Chapter members who accept their reputation/situation. "we like being small because we are so close". "We suck! We are losers" (actually said during a workshop I was conducting and no one challenged her besides me).

Successful reconstructions:
Other NPC sororities networking with our chapter and supporting our philanthropic efforts and doing "Super-Swaps" with frats that normally would not have a social event with us.
Chapter embracing/changing their internal identity. Rather than being the awkward sorority, recognizing that they have top grades and embracing/promoting the new reputation as the "smart girls on campus."
Being willing to go beyond their comfort zone and try something different during recruitment...whether that is party structure or content, changing "what has always been done".

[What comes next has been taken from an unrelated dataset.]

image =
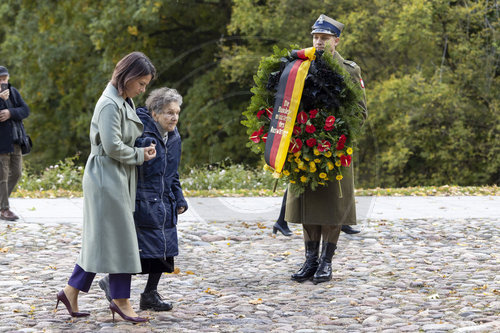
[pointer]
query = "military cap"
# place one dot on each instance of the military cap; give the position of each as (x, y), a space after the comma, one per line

Changing how they prepare for formal recruitment. I was astonished to visit a chapter on a large campus where my chapter did not have any PNM review sessions or matching chapter members with PNMs who had similar interests. They had just not ever done it or been told to do it because "we are laid back". The first year this was implemented, recruitment stats improved. The second year, the chapter met quota and got quota additions...and everyone showed up on bid day.

These are just a few examples in my experience. Closing any chapter for any reason is painful to many people beyond the chapter women and their alumnae. We have all been through this with our own organizations and I hate that Theta will close 2 chapters with long histories on their campuses.